Ayant dépassé les 50 millions d’abonnés (répartis entre 40 pays), Netflix a décidé de s’attaquer à tous les marchés où l’accès à internet haut débit est disponible. Reste à savoir comment les opérateurs réseau et triple-play vont gérer l’énorme consommation de bande passante de ce fournisseur de divertissement multimédia. Comment, en particulier, vont-ils absorber efficacement la prochaine et inévitable croissance de la demande?

Une demande qui ne se limite pas à Netflix. D’autres acteurs arrivent comme Canalplay Infinity ou Vodkaster. La pression sur le réseau sous-jacent ne fera donc que monter. De là, la nécessité de le moderniser, estime Ciena. Pour le spécialiste des réseaux, la fidélisation du public tiendra à la qualité de service. Une perturbation, un problème ou un incident dans la qualité de service d’une grande émission ou d’un événement sportif populaire (pannes, difficultés techniques, lenteur de chargement ou messages d’erreur) peut avoir de graves répercussions, voire nuire à la marque, pour des clients sans pardon.



Dans l’environnement actuel, les anciens réseaux, présentant plusieurs couches et une technologie hétérogène multi-niveaux, risquent de s’avérer insuffisants.
Les câblo-opérateurs vont devoir relever le défi et répondre aux besoins en termes de capacité et de connectivité. Ils peuvent améliorer l’agilité du réseau en éliminant les obstacles technologiques qu’imposent les anciennes architectures. Cela va encore gagner en importance avec l’avènement de la norme UHD (Ultra-High Definition), la qualité et l’agilité du réseau devenant un avantage concurrentiel. Pour sa part, Netflix a déjà adopté la norme Ultra HDTV 4K, l’utilisant pour plusieurs émissions populaires (connexion haut-débit d’au moins 20 Mbps)…

Priorité à la fibre optique, conseille Ciena.

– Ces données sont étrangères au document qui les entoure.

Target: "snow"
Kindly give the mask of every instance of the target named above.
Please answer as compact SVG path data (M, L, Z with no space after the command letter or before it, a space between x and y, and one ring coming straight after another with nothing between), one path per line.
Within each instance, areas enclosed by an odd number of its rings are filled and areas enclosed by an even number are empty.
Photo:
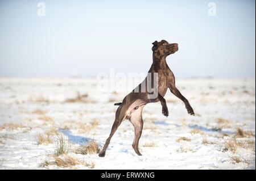
M139 79L135 83L139 83ZM133 86L113 90L96 89L95 78L0 78L1 169L255 169L255 79L177 79L176 86L195 112L187 113L183 102L170 91L165 96L169 116L162 115L160 103L145 106L144 128L139 142L142 156L131 147L134 129L125 120L113 137L104 158L70 151L79 160L94 162L94 168L78 165L46 167L53 161L56 144L38 145L36 135L56 128L68 137L74 149L95 140L103 146L114 121L117 106ZM128 86L129 87L129 86ZM67 101L87 94L82 100ZM33 113L36 110L46 113ZM42 119L47 116L49 120ZM220 127L218 119L227 120ZM82 132L81 124L97 120L98 124ZM5 127L15 124L20 127ZM237 128L251 134L236 136ZM194 129L200 133L192 132ZM177 140L181 137L190 141ZM211 144L204 144L203 139ZM225 149L225 143L252 141L254 148ZM153 146L144 146L147 144ZM236 163L232 159L238 157Z

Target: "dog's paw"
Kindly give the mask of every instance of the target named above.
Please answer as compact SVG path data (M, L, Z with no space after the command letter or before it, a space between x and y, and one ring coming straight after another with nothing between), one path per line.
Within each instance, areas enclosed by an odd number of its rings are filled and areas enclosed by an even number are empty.
M191 106L186 106L186 109L187 111L188 111L188 113L195 116L194 110L193 110L193 108L192 108Z
M169 116L169 111L168 111L167 107L163 108L162 113L164 116L168 117Z

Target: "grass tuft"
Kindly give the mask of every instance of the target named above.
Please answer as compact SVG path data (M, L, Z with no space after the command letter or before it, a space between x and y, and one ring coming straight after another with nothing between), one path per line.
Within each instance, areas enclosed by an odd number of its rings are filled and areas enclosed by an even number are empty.
M52 140L49 135L44 136L43 134L38 134L36 135L36 141L38 142L38 145L52 143Z
M89 142L86 146L80 146L76 151L77 154L92 154L100 153L100 148L98 144L94 140Z
M65 138L63 134L61 133L56 133L56 148L55 149L55 155L59 156L67 154L72 147L69 140Z
M179 139L177 139L177 140L176 140L176 142L180 142L183 141L191 141L191 139L187 138L186 137L180 137L179 138Z

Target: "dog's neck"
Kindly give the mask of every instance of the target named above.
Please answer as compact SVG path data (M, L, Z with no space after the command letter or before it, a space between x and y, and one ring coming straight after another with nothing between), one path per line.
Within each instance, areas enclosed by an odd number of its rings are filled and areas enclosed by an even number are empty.
M166 70L167 68L167 64L166 63L166 57L159 57L153 53L153 66L159 67L162 70Z

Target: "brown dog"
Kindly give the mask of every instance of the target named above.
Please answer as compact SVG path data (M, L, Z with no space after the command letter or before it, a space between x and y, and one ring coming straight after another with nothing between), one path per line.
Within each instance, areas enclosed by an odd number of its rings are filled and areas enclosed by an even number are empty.
M125 96L122 103L115 104L119 106L115 112L115 119L109 137L98 155L101 157L105 156L111 138L125 119L129 119L134 127L135 136L133 148L138 155L141 155L139 151L139 140L143 125L142 110L147 103L160 101L163 114L168 116L168 108L166 100L163 98L168 88L172 94L184 103L188 113L195 115L188 100L176 88L174 75L166 63L166 57L178 50L177 44L169 44L166 40L162 40L160 42L155 41L152 44L153 63L148 71L148 76L131 92ZM153 88L152 85L154 86Z

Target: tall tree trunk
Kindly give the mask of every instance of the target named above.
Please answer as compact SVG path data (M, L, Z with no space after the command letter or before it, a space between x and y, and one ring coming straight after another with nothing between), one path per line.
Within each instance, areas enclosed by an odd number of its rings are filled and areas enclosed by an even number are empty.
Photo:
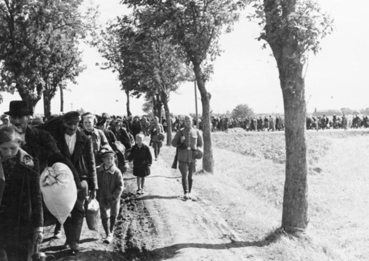
M37 96L35 98L31 97L27 93L19 92L19 89L17 89L19 95L21 96L23 100L25 100L27 103L28 110L32 112L32 115L34 113L34 109L36 107L36 104L41 99L41 97Z
M51 99L47 91L43 91L44 115L46 119L49 119L51 115Z
M159 118L159 122L161 123L161 108L163 107L163 101L161 100L160 94L156 94L156 117Z
M170 118L169 106L168 105L168 96L164 93L162 96L164 109L165 111L165 120L167 122L167 145L172 145L172 120Z
M200 64L193 64L193 71L197 83L197 88L201 95L202 103L202 131L204 139L204 157L202 166L204 170L213 173L214 161L212 146L211 125L210 123L210 99L211 95L207 92L203 80L202 71Z
M60 112L64 111L64 92L63 87L60 87Z
M126 90L125 92L125 95L127 96L127 116L128 117L131 116L132 113L131 113L131 111L129 109L129 91Z
M305 232L308 222L305 90L302 65L288 63L288 59L278 63L286 139L282 227L298 236Z
M154 95L153 96L153 115L154 117L157 115L157 107L156 106L156 103L157 101L156 100L156 98Z

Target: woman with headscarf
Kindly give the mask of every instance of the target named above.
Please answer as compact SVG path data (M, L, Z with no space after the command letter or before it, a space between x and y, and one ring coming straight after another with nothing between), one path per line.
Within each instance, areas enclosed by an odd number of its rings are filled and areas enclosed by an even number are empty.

Elle permet de transporter du contenu dans n’importe quel format via le réseau, sur toute distance; elle permet aussi l’adaptation dynamique aux besoins changeants en capacité et en latence, aux divers types de trafic, aux localisations des utilisateurs ou des applications et aux exigences de sécurité pour le contenu précieux qui transite sur le réseau.

D’autre part, les progrès logiciels vont offrir des expériences véritablement à la demande, grâce à la virtualisation des fonctions réseau (NFV) et des réseaux (SDN). Il deviendra possible de réallouer automatiquement des ressources en réponse aux besoins applicatifs de l’utilisateur, tout en améliorant le stockage, la diffusion et la gestion de contenu vidéo.

Autre changement: la monétisation. Netflix a engendré une évolution majeure dans le paysage international de la télévision traditionnelle, bouleversant les modèles économiques et les pratiques de consommation. Cette tendance, analyse toujours Ciena, ne fera que se renforcer avec la la guerre des prix. Tous les acteurs de l’écosystème (opérateurs, fournisseurs triple-play et autres plates-formes de télévision à péage numérique) doivent en tenir compte. Non seulement les services de vidéo à la demande (VOD) supposent une diffusion fiable, mais ils demandent une capacité d’adaptation, une agilité permettant d’innover pour attirer des usagers, augmenter les abonnements, adopter des stratégies de tarification flexibles et des offres intéressantes.

Bref, conclut Ciena, le réseau joue un rôle central pour garantir une expérience de qualité tout en constituant un vecteur de différenciation.